Eski Türk toplumlarında görülen 'göçebe' yaşam tarzı ve 'hürriyet' düşkünlüğü gibi sebeplerle atlara oldukça fazla önem verilmiştir.
Hun Türklerindeki inanışa göre; at rüzgârdan yaratılmıştır.
Atın hızlılığı rüzgâr ile sembolize edilmekle birlikte; rüzgarın özelliği ve gücünün atlara geçtiğine inanılmaktadır.
Günümüzde atların yerini "demir atlar" aldı.
Yani halk arasında "demir at" adıyla anılan motosikletler.
Tıpkı dört nala sürerken atı ile ruhunu birleştiren süvari misali...
Motosiklet kullanıcısı da ruhunu birletiştirir demir atını sürerken...
Nitekim motosiklet kullanıcısının vücuduna saran o büyülü rüzgar insanın tüm ruhuna sirayet eder.
Ve sürüş keyfiyle yakalanan özgürlük hissi endorfin salgılamanıza neden olur.
Motosiklet sürücüsünün kendini mutlu ve huzurlu hissetme hali doğaldır.
Fakat bu hissinizi kontol edemediğiniz ve kendinizi yaşamdam soyutladığınız takdirde; yani "kaçış" olarak gördüğünüz o kısa süreli mutluluğu, büyük mutluluğa (hayata) tercih etmek sonun başlangıcı olabilir.

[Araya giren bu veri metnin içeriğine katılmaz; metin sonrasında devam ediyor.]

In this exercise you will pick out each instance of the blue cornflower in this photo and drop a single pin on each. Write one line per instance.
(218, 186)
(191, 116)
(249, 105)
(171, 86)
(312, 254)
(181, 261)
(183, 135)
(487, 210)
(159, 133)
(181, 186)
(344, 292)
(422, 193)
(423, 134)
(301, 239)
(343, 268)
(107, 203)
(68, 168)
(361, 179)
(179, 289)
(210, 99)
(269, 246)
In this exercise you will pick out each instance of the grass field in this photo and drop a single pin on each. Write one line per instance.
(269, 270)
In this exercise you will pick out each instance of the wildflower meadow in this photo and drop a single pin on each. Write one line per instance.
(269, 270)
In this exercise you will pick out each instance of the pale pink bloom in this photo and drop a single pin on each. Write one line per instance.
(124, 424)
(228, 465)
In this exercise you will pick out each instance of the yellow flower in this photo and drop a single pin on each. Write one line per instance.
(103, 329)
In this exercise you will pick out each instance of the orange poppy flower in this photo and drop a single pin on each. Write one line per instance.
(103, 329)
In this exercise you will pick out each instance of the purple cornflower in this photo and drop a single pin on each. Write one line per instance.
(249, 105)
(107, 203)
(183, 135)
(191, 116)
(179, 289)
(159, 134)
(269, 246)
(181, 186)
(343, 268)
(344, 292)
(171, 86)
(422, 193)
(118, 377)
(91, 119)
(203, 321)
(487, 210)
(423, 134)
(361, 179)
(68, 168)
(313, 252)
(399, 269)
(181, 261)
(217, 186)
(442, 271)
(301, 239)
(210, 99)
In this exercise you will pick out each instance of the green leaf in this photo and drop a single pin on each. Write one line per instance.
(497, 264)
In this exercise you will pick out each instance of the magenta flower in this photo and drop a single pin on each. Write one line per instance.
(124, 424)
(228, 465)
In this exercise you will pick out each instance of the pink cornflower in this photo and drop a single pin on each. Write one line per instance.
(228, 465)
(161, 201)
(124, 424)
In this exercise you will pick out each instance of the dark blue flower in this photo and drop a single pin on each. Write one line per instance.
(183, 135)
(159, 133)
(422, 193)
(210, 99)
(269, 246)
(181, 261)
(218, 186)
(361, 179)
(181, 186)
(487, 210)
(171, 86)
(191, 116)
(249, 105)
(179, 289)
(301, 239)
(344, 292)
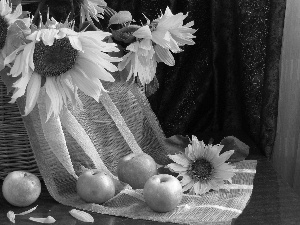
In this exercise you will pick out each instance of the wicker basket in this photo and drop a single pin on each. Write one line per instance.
(15, 149)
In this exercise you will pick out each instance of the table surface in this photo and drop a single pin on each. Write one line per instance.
(272, 202)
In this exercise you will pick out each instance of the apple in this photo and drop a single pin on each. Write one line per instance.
(21, 188)
(95, 186)
(162, 192)
(135, 169)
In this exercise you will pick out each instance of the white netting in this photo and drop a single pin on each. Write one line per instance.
(99, 135)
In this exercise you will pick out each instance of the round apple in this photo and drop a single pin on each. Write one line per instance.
(135, 169)
(21, 188)
(95, 186)
(162, 192)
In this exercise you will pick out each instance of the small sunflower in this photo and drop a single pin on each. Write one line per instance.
(154, 43)
(141, 58)
(64, 61)
(169, 32)
(92, 9)
(201, 168)
(7, 18)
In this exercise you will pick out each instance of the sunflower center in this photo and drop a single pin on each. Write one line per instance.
(3, 31)
(201, 169)
(52, 61)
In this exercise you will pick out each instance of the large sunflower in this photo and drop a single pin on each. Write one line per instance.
(62, 60)
(201, 168)
(7, 18)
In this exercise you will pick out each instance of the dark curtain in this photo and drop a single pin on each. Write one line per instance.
(227, 83)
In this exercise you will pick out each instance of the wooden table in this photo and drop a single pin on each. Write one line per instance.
(272, 202)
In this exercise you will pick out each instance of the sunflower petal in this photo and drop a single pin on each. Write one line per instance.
(164, 55)
(33, 90)
(143, 32)
(185, 180)
(75, 42)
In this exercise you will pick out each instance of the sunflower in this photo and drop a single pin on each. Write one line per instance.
(154, 43)
(201, 168)
(62, 60)
(7, 18)
(169, 32)
(92, 9)
(141, 59)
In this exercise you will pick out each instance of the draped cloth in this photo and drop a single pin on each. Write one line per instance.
(286, 157)
(227, 83)
(97, 136)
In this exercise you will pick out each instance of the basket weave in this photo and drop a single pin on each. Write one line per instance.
(15, 149)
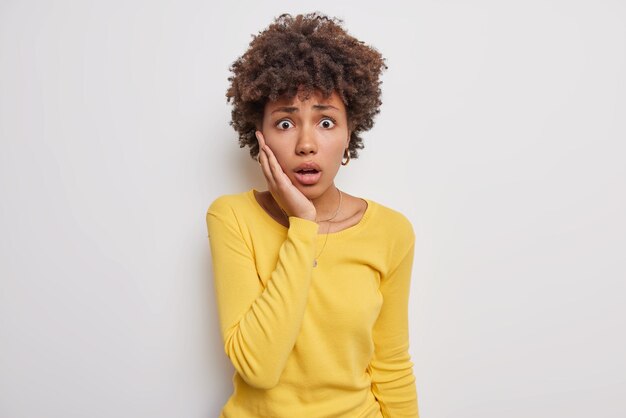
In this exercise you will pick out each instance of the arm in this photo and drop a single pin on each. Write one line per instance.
(259, 325)
(393, 382)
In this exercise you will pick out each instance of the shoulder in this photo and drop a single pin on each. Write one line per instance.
(228, 204)
(394, 224)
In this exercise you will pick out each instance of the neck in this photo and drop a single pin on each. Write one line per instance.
(328, 204)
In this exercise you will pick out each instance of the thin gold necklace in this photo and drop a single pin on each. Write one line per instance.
(329, 220)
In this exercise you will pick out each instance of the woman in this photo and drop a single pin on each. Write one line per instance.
(312, 283)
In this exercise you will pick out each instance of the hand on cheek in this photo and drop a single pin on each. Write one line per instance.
(293, 202)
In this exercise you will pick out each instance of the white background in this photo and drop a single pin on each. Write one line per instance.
(502, 137)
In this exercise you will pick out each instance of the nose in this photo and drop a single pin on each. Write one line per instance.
(307, 141)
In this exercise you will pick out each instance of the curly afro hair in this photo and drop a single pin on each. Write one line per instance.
(295, 56)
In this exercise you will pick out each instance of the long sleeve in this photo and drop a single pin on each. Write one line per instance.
(393, 381)
(259, 324)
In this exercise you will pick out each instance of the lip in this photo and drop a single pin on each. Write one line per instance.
(309, 178)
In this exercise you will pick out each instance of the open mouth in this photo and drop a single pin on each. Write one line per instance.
(307, 171)
(308, 176)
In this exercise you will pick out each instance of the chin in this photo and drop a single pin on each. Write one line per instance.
(312, 192)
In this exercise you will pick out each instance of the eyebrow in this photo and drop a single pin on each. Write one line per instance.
(293, 109)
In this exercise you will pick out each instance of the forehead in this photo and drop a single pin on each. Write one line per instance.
(315, 98)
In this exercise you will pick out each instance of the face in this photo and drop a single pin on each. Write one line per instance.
(308, 139)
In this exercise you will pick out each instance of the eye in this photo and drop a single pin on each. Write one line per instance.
(284, 124)
(327, 123)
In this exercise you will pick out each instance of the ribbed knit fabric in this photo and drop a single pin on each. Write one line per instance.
(329, 341)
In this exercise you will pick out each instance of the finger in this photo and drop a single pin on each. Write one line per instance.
(263, 157)
(277, 170)
(260, 139)
(265, 168)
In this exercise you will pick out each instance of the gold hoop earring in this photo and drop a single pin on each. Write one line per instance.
(346, 157)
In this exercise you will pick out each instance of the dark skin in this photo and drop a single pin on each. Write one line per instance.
(295, 132)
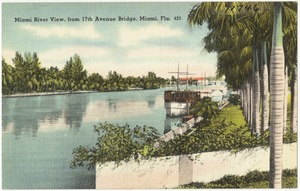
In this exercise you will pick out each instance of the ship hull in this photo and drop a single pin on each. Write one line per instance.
(176, 109)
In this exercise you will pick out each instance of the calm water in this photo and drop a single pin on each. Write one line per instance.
(39, 133)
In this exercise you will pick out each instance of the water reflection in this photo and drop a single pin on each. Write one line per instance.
(74, 110)
(27, 116)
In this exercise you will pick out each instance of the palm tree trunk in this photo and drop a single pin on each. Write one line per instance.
(277, 98)
(256, 93)
(285, 130)
(249, 109)
(294, 101)
(265, 88)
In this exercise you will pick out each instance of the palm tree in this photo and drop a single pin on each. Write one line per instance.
(277, 97)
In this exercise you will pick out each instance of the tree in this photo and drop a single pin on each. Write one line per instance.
(116, 143)
(206, 109)
(277, 97)
(7, 78)
(74, 75)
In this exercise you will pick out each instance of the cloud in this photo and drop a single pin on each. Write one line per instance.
(160, 52)
(8, 55)
(130, 36)
(58, 57)
(58, 31)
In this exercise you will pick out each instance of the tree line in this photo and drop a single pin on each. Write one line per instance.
(257, 52)
(27, 75)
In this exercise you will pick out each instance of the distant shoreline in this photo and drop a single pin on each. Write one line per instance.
(59, 93)
(46, 94)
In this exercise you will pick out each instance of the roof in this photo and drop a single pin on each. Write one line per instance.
(193, 78)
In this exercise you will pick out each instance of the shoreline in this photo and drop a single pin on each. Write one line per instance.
(61, 93)
(46, 94)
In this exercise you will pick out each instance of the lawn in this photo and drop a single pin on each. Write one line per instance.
(253, 179)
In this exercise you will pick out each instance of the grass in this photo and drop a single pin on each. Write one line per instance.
(253, 179)
(231, 113)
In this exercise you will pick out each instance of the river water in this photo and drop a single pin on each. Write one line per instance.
(39, 133)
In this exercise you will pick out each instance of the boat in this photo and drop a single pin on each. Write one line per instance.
(178, 102)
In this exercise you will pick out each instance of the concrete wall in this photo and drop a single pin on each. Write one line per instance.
(170, 172)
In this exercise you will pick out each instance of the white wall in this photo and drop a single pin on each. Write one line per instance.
(170, 172)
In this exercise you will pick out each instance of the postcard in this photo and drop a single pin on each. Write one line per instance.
(149, 95)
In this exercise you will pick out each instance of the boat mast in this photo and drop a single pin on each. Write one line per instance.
(182, 73)
(177, 87)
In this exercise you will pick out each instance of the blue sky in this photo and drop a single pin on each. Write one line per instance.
(130, 48)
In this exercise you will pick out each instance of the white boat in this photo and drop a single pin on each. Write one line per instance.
(178, 102)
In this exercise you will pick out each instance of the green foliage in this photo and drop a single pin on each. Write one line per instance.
(116, 143)
(234, 99)
(205, 108)
(27, 76)
(253, 179)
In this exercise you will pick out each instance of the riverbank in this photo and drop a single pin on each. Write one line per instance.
(46, 94)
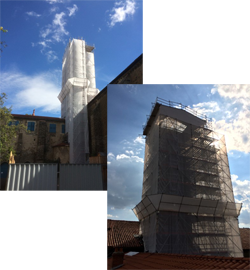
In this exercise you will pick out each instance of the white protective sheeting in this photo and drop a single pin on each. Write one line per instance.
(32, 177)
(78, 89)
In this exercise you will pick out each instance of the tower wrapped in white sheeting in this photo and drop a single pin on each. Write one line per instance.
(78, 89)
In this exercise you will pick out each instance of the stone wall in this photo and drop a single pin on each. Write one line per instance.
(38, 146)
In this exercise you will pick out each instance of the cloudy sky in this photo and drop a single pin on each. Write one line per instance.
(128, 106)
(38, 32)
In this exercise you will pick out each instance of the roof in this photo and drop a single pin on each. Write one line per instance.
(34, 117)
(176, 113)
(177, 262)
(245, 237)
(61, 144)
(121, 234)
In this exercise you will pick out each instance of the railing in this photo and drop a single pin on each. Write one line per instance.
(178, 105)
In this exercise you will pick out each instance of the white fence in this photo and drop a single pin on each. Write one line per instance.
(54, 177)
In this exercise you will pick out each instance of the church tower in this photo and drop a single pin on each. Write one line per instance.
(78, 89)
(187, 204)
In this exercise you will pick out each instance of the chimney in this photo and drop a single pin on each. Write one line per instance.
(117, 258)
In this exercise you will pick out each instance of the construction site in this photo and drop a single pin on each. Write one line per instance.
(187, 204)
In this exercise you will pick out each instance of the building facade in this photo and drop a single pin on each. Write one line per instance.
(43, 140)
(187, 202)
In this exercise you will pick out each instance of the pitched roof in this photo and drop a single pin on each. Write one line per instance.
(122, 233)
(245, 237)
(155, 261)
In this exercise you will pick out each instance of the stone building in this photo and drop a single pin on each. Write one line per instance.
(47, 142)
(43, 141)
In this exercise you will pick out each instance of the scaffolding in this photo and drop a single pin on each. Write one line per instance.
(78, 89)
(187, 202)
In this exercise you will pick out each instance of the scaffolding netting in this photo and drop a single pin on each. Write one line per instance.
(187, 202)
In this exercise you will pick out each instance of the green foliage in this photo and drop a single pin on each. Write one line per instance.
(8, 132)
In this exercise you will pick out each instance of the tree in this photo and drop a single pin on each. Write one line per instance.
(9, 130)
(2, 43)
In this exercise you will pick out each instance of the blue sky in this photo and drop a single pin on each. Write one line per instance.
(128, 106)
(38, 32)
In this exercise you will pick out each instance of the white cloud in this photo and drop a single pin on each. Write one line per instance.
(139, 140)
(241, 189)
(206, 107)
(129, 158)
(111, 156)
(53, 9)
(129, 152)
(59, 30)
(33, 14)
(37, 91)
(232, 117)
(111, 216)
(121, 11)
(137, 159)
(122, 156)
(55, 1)
(72, 10)
(51, 56)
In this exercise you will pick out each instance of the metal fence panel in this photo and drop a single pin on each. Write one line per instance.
(80, 177)
(32, 177)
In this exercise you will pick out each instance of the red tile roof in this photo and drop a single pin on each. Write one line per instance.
(155, 261)
(121, 233)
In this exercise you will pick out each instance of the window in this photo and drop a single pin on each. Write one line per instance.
(63, 128)
(52, 128)
(31, 126)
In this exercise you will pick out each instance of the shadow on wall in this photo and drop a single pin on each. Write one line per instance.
(3, 175)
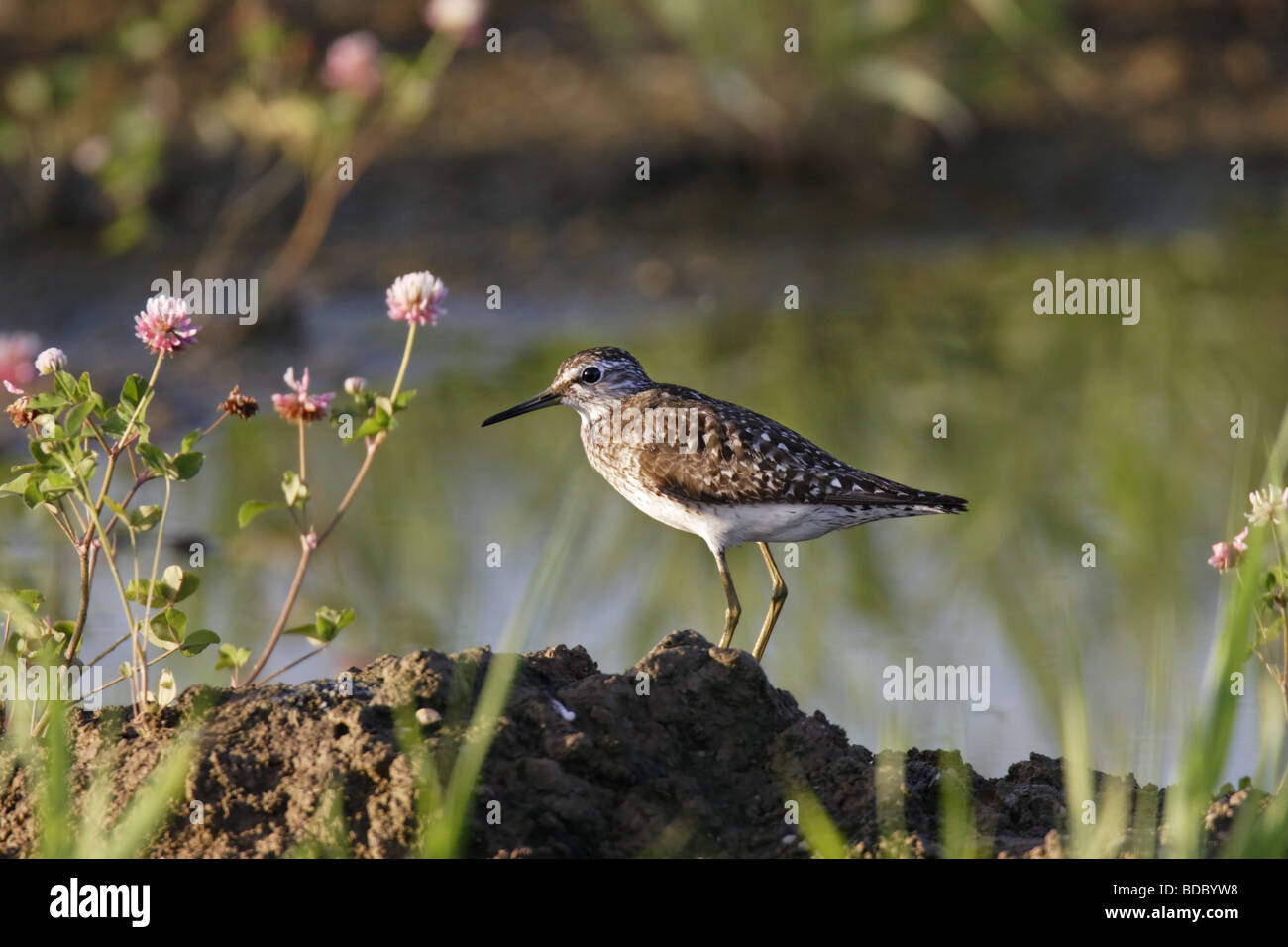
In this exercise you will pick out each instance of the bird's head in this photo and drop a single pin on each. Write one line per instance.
(588, 380)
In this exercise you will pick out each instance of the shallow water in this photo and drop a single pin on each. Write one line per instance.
(1061, 431)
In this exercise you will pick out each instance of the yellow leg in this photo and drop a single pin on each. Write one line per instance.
(734, 611)
(776, 602)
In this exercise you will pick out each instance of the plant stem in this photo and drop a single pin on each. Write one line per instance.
(125, 436)
(305, 554)
(301, 659)
(304, 468)
(162, 656)
(82, 554)
(153, 581)
(402, 368)
(308, 547)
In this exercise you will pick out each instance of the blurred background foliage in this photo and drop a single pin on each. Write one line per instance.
(516, 169)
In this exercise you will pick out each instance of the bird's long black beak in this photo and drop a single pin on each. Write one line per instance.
(544, 399)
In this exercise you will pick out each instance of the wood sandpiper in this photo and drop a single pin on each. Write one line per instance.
(716, 470)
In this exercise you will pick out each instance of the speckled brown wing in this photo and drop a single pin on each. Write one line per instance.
(743, 458)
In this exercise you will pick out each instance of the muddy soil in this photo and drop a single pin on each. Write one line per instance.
(692, 751)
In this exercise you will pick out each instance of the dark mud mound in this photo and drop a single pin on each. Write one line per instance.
(688, 753)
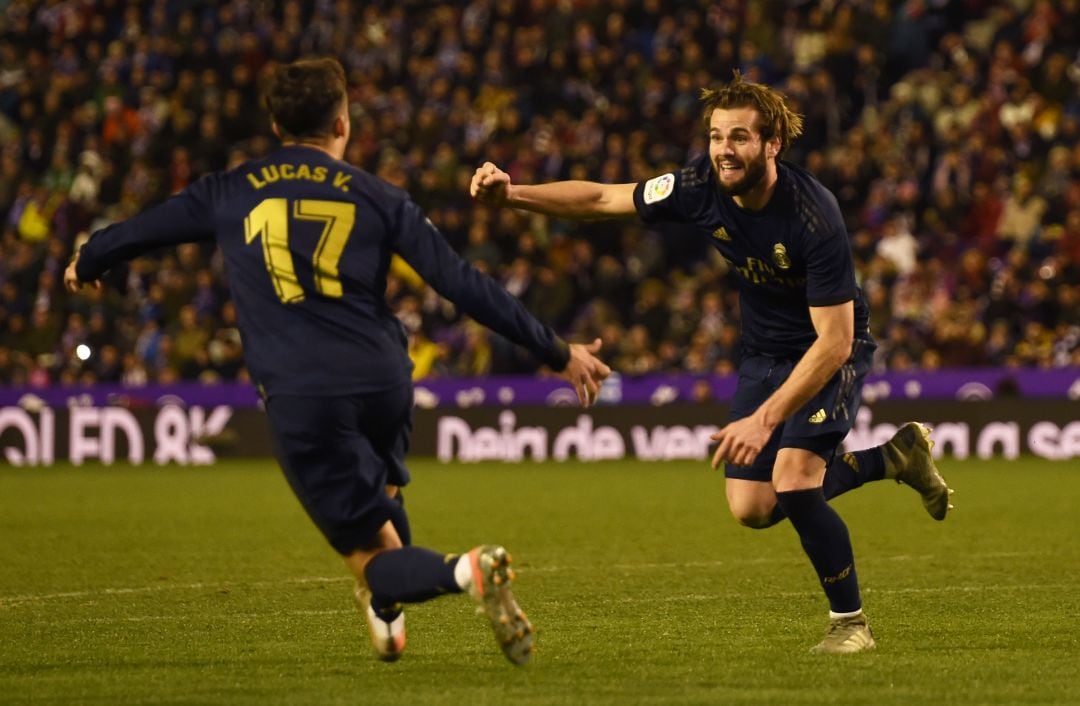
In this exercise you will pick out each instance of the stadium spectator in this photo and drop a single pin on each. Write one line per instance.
(914, 110)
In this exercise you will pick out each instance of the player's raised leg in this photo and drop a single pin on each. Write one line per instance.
(908, 460)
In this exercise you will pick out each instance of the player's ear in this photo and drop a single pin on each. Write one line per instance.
(341, 125)
(772, 148)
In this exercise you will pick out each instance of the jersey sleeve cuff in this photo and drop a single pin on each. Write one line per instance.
(561, 356)
(831, 301)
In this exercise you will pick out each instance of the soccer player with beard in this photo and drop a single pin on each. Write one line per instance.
(307, 241)
(806, 341)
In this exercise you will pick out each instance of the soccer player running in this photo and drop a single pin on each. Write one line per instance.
(806, 341)
(307, 241)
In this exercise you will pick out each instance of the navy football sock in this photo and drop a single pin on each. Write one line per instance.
(825, 540)
(850, 471)
(410, 574)
(844, 473)
(400, 519)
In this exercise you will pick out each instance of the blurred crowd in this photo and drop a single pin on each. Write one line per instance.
(948, 130)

Ne var ki, olası tüm kötü sonuçlarına rağmen demir at sevdasından öyle kolay kolay vazgeçilemiyor.
Medyada hemen her gün bir ya da birkaç kişinin motosiklet kazasında hayatını kaybettiğini gözlüyoruz.
Yazılı ve görsel medya aracılığıyla birbirinden trajik motosiklet kazalarından haberdar oluyoruz.
Motosiklet çılgınlığına kapılan gençlerin yaşama veda ettiğini öğrenince üzülüyoruz.
Yürekleri burkan annelerin feryadı, yakınlarının gözyaşları ve yüreği kanayan babaların, “Bu son olsun, başkalarının çocukları da ölmesin" diyerek, televizyon ekranlarından haykırması...
Ne yazık ki ülkemizde yaralanmalara bağlı ölüm nedenlerinin ilk sırasını 'trafik kazaları' işgal ediyor.
Motosiklet kazalarının yer aldığı istatistikler; il ve ilçelere göre değişik sonuçlar gösterse de, otomobil kazalarına göre, motosiklet kazalarında yaralanma olasılığının daha yüksek olduğu görülüyor.
Kazalarda motosiklet sürücülerinin yaşları 16 ila 24 arasında çoğunluk gösterirken...
Bu tablo, 30 ila 50 yaş arasında tam tersidir.
Motosiklet kazalarının sebeplerine bakıldığında; sürücülerin eksik ya da yetersiz motosiklet eğitimi ve kural ihlalleri önceliklidir.
Motosiklet sürücülerini incelediğimizde...
Kurye ve servis elemanı gibi işlerde çalışan sürücülerin ağırlıkta olduğunu gözlüyoruz.
Kabul etmek gerekir ki, bu insanlar sadece evine ekmek götürebilmek için motosiklet kullanmak zorunda...
Tabii bununla sınırlı değil.
İşyerine ya da evine daha kolay ulaşmak, gezip-eğlenmek için de motosikleti tercih edenler de gözardı edilemez.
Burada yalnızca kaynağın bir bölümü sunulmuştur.